Thursday, March 26, 2009

Profiling on the DS

Fast, small, or easy. On this project, I've learnt that for PDF rendering you can have only two of those.

Since the hardware doesn't really support more than 4 mb of rendering, small is a requirement. Slowly, I've been moving from it being easy on the code side to fast on the user side; which is good. A difficulty I've faced is that mupdf is a large library; spread over roughly three modules in many files. This makes assessing what is taking the most time non-trivial.

Luckily there is a very good function level profiler that is available for the DS written by simonjhall; the guy who ported Quake I and Quake II to the DS.

Function Level Profiling

This section talks about what function level profiling is doing, and why it is cool. If you don't care or know all of it already, feel free to skip it, the more instructional stuff is in the next section.

In case you aren't familiar with the concept, gcc and g++ offer this great feature where they insert a call to a specialy designated function on every function call, and also insert a call to another special function on every function return.
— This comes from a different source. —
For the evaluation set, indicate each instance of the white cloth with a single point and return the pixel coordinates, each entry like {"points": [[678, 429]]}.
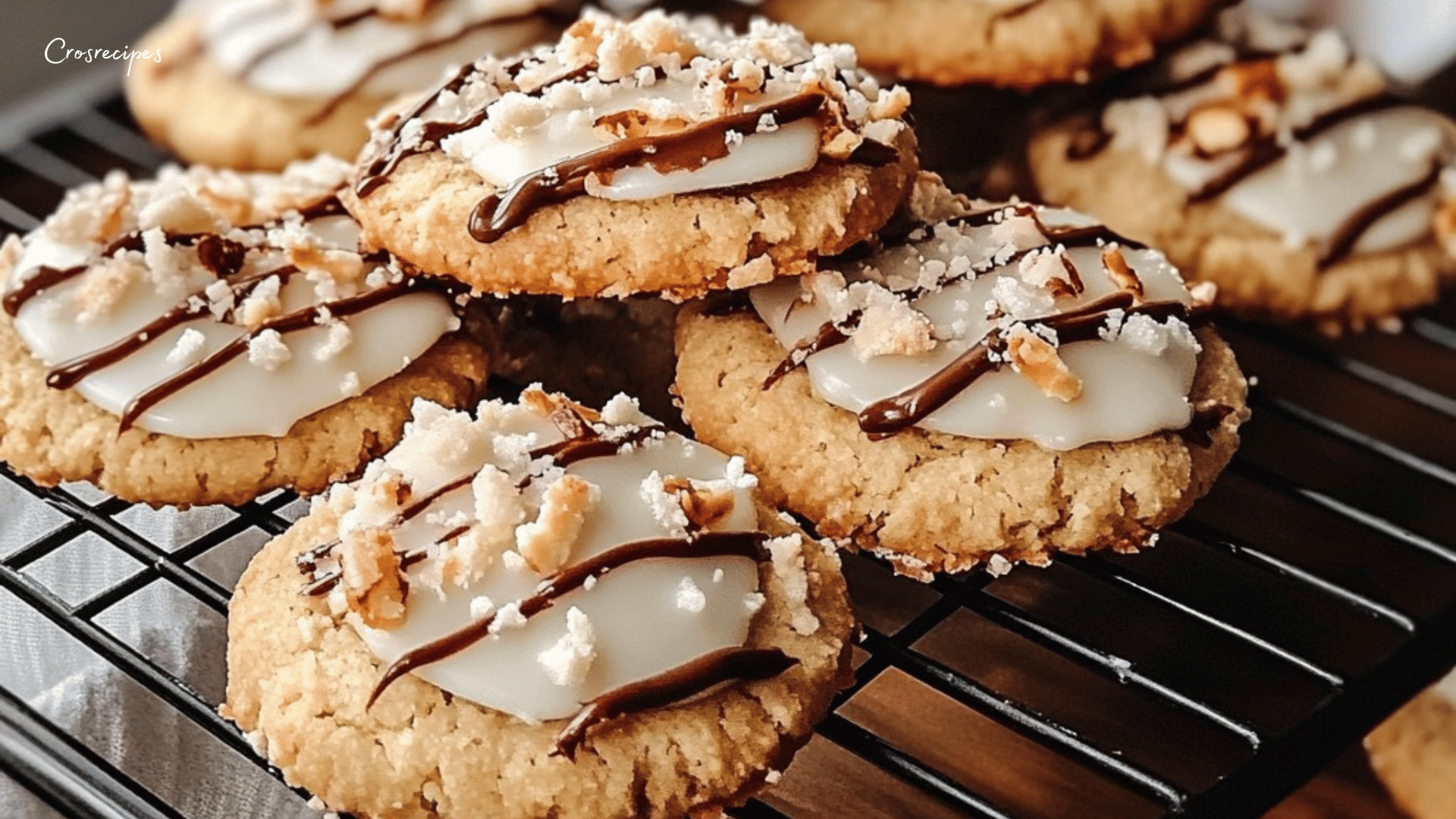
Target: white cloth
{"points": [[99, 704]]}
It gives both functions the address of the called function, as well as the place its being called from.

So lets say we have a simple program

void c(){ /* something */}
void b(){ c(); }
void a(){ b(); c();}
int void main(int c, char* args){
a();
}
If we just ran this program, execution would go something like:

  • main()
  • a()
  • b()
  • c()
  • c returns
  • b returns
  • c()
  • c returns
  • a returns
  • main returns
And now, although this program runs instantly, we want to figure out how much time the code spends in each function. With the ability to insert functions before and after function calls, we can have the special entry function grab the time on entry, record it, and when the exit function is called, figure out what the difference is; and then we have the amount of time that function ran. So With special _entry(void* calledFunction) and _exit(void* calledFunction) functions defined and enabled for our program; the execution goes something like:
  • main()
  • _entry(*a())
  • a()
  • _entry(*b())
  • b()
  • _entry(*c())
  • c()
  • c returns
  • _exit(*c())
  • b returns
  • _exit(*b())
  • _entry(*c())
  • c()
  • c returns
  • _exit(*c())
  • a returns
  • _exit(*a())
  • main returns
We won't be too concerned here with the implementation of these functions -- we provide files later that handle this for us(note: if you want to do this in non-arm processors, use the -pg flag). It is worth noting a couple of things though. Primarily, as this is a debug tool, the amount of overhead this adds is very signifigant. It is possible for memory to be an issue; the special functions need to maintain some form of stack of called functions so it can keep the entry data for functions that call other functions. However, most likely you will notice that the profiler adds alot of time to your program, and the flags for it should only be enabled when its needed.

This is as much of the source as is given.